The work will coincide with Shell’s preliminary well construction in the Chukchi Sea 70 miles northwest of Alaska. That’s expected to give the company a headstart on drilling into hydrocarbon-bearing zones next year, in an effort to prove up the commercial potential of the prospects.

Beaufort available through October

In a press release, the Bureau of Safety and Environmental Enforcement said it granted Shell permission in the Beaufort that includes limited drilling in “non-oil-bearing zones.”

Shell can work in the Beaufort until the end of October. The agency’s approval allows the company this summer to “create a mudline cellar, a safety feature that ensures that the blowout preventer is adequately protected below the level of the seafloor. Shell is also authorized to drill and set the first two strings of casing into shallow non-oil-bearing zones.”
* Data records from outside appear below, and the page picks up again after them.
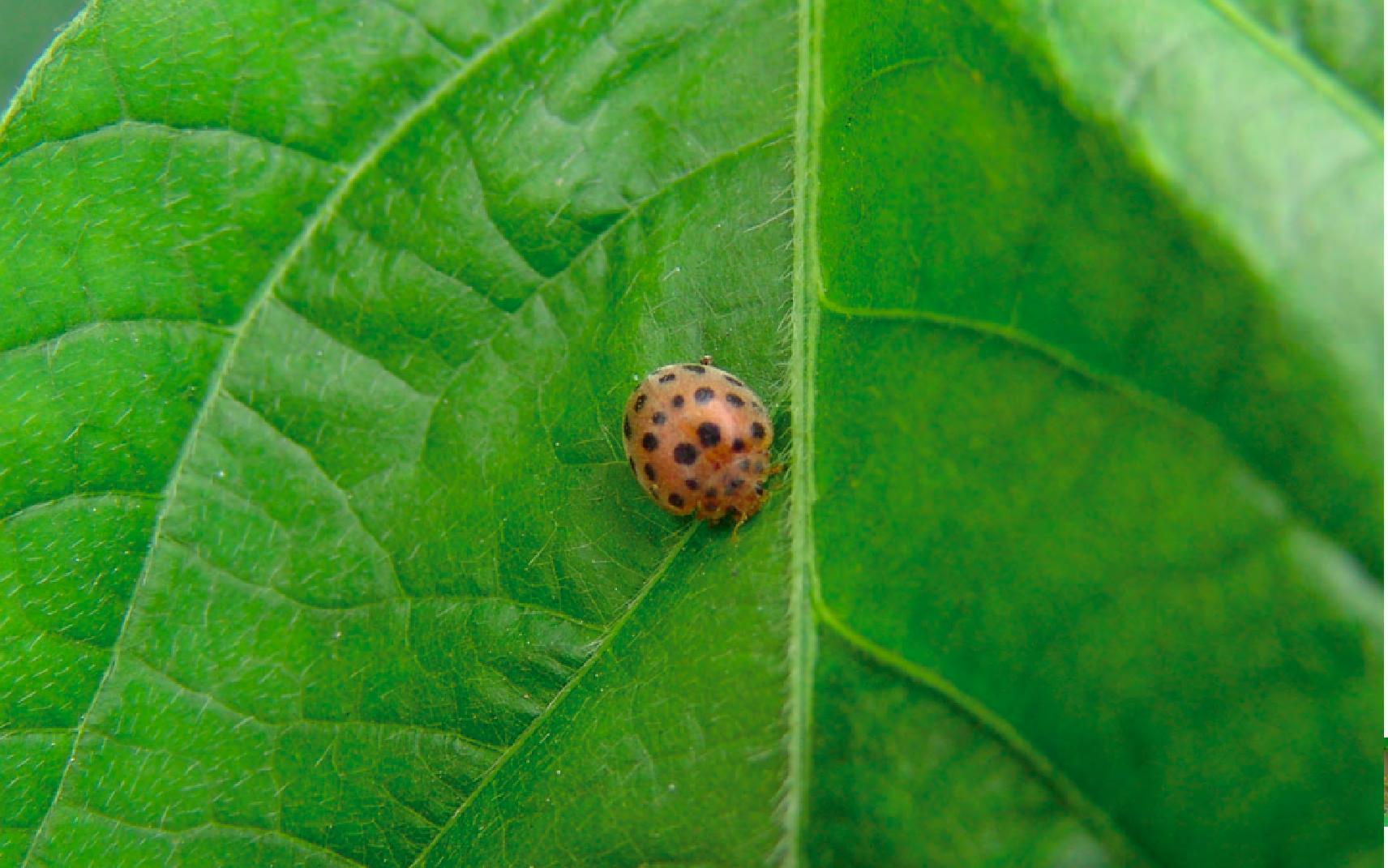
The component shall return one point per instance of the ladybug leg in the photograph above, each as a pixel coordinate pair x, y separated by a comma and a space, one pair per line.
742, 519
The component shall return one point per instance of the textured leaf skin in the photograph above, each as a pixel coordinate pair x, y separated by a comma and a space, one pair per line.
315, 541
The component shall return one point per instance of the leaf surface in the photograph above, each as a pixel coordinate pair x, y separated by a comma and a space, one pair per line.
318, 545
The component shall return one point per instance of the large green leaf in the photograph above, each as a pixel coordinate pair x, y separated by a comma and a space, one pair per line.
317, 544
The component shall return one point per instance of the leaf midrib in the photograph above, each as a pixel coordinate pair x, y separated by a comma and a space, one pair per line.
808, 609
325, 212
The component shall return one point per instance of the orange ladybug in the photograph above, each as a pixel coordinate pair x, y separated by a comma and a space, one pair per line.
698, 441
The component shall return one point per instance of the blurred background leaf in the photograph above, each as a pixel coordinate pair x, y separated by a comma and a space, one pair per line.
27, 27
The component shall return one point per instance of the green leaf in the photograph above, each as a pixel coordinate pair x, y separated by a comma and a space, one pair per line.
317, 546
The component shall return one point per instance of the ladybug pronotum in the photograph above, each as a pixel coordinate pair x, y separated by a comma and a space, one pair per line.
698, 441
Shell cannot drill into oil-bearing zones until “its containment system has been fully tested by BSEE, certified by the U.S. Coast Guard, and (is on location) in the Arctic before any drilling into oil-bearing zones can occur, the press release said.

Shell has other safety mechanisms on hand for its early well work, however. That includes traditional drilling mud that can be poured in a leaking well and an enhanced blowout preventer with redundant, double-blind shear rams meant to seal off a spill. A capping stack could also be employed to seal a well if for some reason those two options failed.

Inspectors with the federal bureau will be on the Kulluk drilling vessel full-time during its operation in the Beaufort, as the agency is doing at Shell’s Chukchi site, the agency’s press release said.

Federal Arctic offshore waters have not been explored for oil in two decades.